The main themes include racism, alienation, discrimination and isolation which associate with the concept of belonging as it focuses and supports the idea of fitting into society. Although both texts are set in different historical times, they both expand on the same misadventure when people living on the ‘fringe’ had to deal with the exclusion and judgements by the white people. In today’s society, our perception of belonging and not belonging has changed over time where people now understand the sense of being included, being known or connected to something.

The play ‘Rainbow’s End’ by Jane Harrison explores the aspects of acceptance in society, relationships and how personality can shape our perception of belonging and not belonging. It allows the reader to grasp the image of the disconnection Aborigines had to come to terms with during the 1950s. An Aboriginal family of three women, Nan Dear, Gladys and Dolly who own a humpy on floodplains with the rest of the Aboriginal community are all forced to live on the fringe. This was influenced by historical and social contexts due to the white society that segregated the communities and prevented the Aboriginals to be accepted.

Dolly, who is an Aboriginal teenager, faces racism throughout the play where she struggles with the terms of rejection because of where she comes from. She is frustrated knowing that she has to live on the fringe for the rest of her life and then becomes keen to be accepted and be equally a part of society. Dolly releases her frustration on her mother Gladys where she says, “What do you want from me mum? Do you want me to walk like them, talk like them…? ” We can see that she desires acceptance because she desperately wants to belong.

The Australian documentary television series directed by Jacob Hickey ‘Once Upon a Time in Cabramatta’ explores the concept of multiculturalism, racism and discrimination that were experienced by the new arrivals or also known as the Vietnamese refugees. Belonging plays a huge role because the feeling of not belonging is the reason that leads to such horrific stories which are told in the interviews. The Vietnamese refugees that found a new home in Cabramatta were withdrawn from society where every day was a constant battle to keep their families well and fed.

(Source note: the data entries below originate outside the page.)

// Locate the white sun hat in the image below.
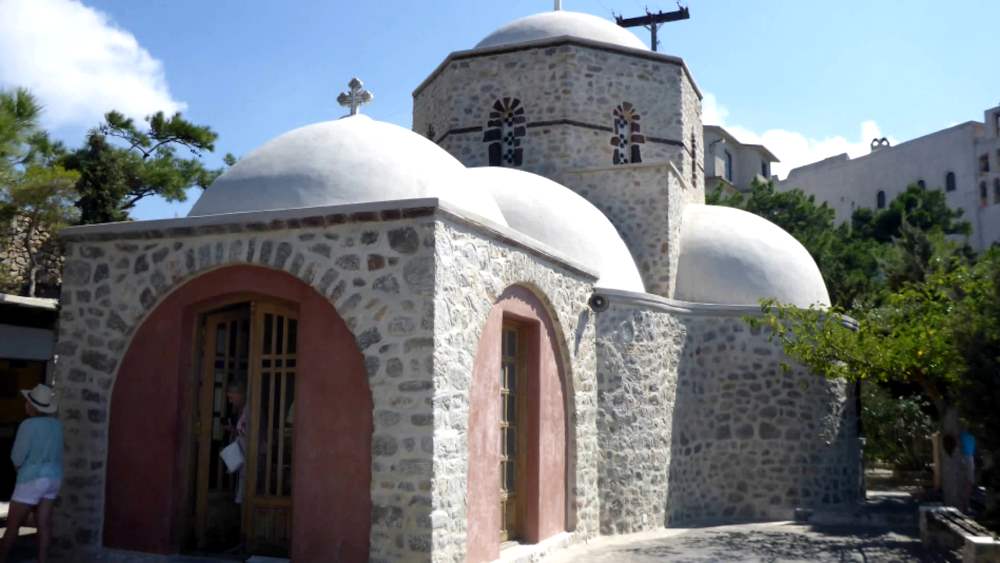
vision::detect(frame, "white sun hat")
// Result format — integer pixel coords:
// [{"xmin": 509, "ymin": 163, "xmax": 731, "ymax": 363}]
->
[{"xmin": 21, "ymin": 383, "xmax": 56, "ymax": 414}]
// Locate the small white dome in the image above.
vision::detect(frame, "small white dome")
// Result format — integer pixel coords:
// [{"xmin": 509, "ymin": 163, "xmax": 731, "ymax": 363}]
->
[
  {"xmin": 674, "ymin": 205, "xmax": 830, "ymax": 307},
  {"xmin": 188, "ymin": 115, "xmax": 506, "ymax": 225},
  {"xmin": 468, "ymin": 167, "xmax": 646, "ymax": 292},
  {"xmin": 476, "ymin": 10, "xmax": 649, "ymax": 51}
]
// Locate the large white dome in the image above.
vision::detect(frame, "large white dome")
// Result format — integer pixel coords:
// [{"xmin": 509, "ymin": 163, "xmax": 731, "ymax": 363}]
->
[
  {"xmin": 468, "ymin": 167, "xmax": 645, "ymax": 292},
  {"xmin": 674, "ymin": 205, "xmax": 830, "ymax": 307},
  {"xmin": 476, "ymin": 10, "xmax": 649, "ymax": 51},
  {"xmin": 188, "ymin": 115, "xmax": 506, "ymax": 225}
]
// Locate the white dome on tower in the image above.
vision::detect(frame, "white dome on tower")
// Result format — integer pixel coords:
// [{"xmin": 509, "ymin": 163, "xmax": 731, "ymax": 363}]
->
[
  {"xmin": 468, "ymin": 167, "xmax": 646, "ymax": 293},
  {"xmin": 674, "ymin": 204, "xmax": 830, "ymax": 307},
  {"xmin": 476, "ymin": 10, "xmax": 649, "ymax": 51},
  {"xmin": 188, "ymin": 115, "xmax": 506, "ymax": 225}
]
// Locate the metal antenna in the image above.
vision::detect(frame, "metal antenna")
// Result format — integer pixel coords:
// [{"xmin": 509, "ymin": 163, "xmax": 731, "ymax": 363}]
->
[{"xmin": 615, "ymin": 4, "xmax": 691, "ymax": 51}]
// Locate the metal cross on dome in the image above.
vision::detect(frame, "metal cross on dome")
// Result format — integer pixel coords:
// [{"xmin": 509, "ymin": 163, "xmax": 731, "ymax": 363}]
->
[{"xmin": 337, "ymin": 78, "xmax": 375, "ymax": 115}]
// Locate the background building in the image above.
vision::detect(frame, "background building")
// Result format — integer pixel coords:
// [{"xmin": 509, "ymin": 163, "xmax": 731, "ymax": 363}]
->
[
  {"xmin": 705, "ymin": 125, "xmax": 780, "ymax": 192},
  {"xmin": 779, "ymin": 106, "xmax": 1000, "ymax": 249}
]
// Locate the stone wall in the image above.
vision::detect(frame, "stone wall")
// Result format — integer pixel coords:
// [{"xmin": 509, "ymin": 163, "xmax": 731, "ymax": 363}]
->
[
  {"xmin": 431, "ymin": 217, "xmax": 598, "ymax": 561},
  {"xmin": 0, "ymin": 217, "xmax": 62, "ymax": 297},
  {"xmin": 413, "ymin": 43, "xmax": 702, "ymax": 187},
  {"xmin": 597, "ymin": 297, "xmax": 860, "ymax": 533},
  {"xmin": 597, "ymin": 300, "xmax": 685, "ymax": 534},
  {"xmin": 667, "ymin": 315, "xmax": 860, "ymax": 524},
  {"xmin": 55, "ymin": 210, "xmax": 440, "ymax": 561}
]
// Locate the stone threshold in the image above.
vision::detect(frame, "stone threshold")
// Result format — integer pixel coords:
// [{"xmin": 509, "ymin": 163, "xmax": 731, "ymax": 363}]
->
[{"xmin": 494, "ymin": 532, "xmax": 577, "ymax": 563}]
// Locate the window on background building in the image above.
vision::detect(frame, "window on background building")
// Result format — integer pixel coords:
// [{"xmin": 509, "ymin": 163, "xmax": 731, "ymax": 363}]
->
[
  {"xmin": 611, "ymin": 102, "xmax": 646, "ymax": 164},
  {"xmin": 483, "ymin": 98, "xmax": 528, "ymax": 166}
]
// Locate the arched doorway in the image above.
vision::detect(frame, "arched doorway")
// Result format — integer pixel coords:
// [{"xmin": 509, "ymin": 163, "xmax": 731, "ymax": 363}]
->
[
  {"xmin": 104, "ymin": 266, "xmax": 372, "ymax": 561},
  {"xmin": 466, "ymin": 286, "xmax": 571, "ymax": 562}
]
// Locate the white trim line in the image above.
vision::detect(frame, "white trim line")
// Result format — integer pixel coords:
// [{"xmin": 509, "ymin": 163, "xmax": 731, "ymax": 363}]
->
[{"xmin": 0, "ymin": 293, "xmax": 59, "ymax": 311}]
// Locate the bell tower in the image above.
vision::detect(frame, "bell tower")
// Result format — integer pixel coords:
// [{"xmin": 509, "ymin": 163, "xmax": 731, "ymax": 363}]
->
[{"xmin": 413, "ymin": 11, "xmax": 704, "ymax": 297}]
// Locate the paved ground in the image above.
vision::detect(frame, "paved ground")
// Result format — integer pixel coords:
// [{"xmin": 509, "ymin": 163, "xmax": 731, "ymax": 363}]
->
[{"xmin": 543, "ymin": 522, "xmax": 951, "ymax": 563}]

Not having many job opportunities open for them made it more difficult to be financially stable which is why many decided to earn money by selling drugs. The sense of belonging was crucial for the new arrivals because the social context kept them from being accepted due to the racism and discrimination they experienced upon arriving in Australia. The issue of racism in Jane Harrison’s Rainbow’s End, clearly examines the segregation between the whitefellas and the Aboriginal community where the Aborigines were forced to live on the fringe.

The problem is that the aspects of racism stops or excludes all Aboriginals to bond and be accepted into the wider community leaving them to be isolated. It is clear that the Dear family living in The Flats already gives the reader the impression that they don’t belong where it is far away from the white community. This clearly shows that the Dear family are estranged living on the fringe. Those who don’t belong seem to change or do whatever it takes to feel connected to something or have a sense of their true identity.

In the documentary Once Upon a Time in Cabramatta, the victims who lived through the stage of being neglected from society tells their stories of how they lived and how they coped being outcasts when first arriving in Australia. Joe Le is one of the many Vietnamese refugees whose personal story embodies the community’s dark journey through the 1980s and ’90s. Before Joe tells his story of his early stages of arrival in Australia in the interview, he expresses himself in a quote.

“Cabramatta is like a tattoo. A tattoo I can’t get rid of. Due to Joe experiencing racism upon arriving in Australia, he always felt neglected by the white society as during this time, it wasn’t very multicultural. The Vietnamese refugees felt rejected and disconnected as they hoped Australia would be a new chapter of their lives. This documentary explores the concept of racism and alienation which were faced by the new arrivals reflecting Australia’s wider struggles with multiculturalism. Belonging provides security and direction for a human which also leads to acceptance in society. If we choose not to belong, we begin to segregate ourselves away rom what we need to be a part of and that is a main priority in our lives.

Through age and maturity, an individual’s perception of belonging and not belonging definitely changes by personal, cultural, historical and social context. The aspects of belonging and not belonging are important factors in Jane Harrison’s Rainbow’s End and Jacob Hickey’s documentary Once Upon a Time in Cabramatta where Aborigines and Vietnamese refugees had to overcome hardship where they were experiencing the themes of racism, discrimination alienation and isolation by the white community in which now became accepted into multicultural Australia.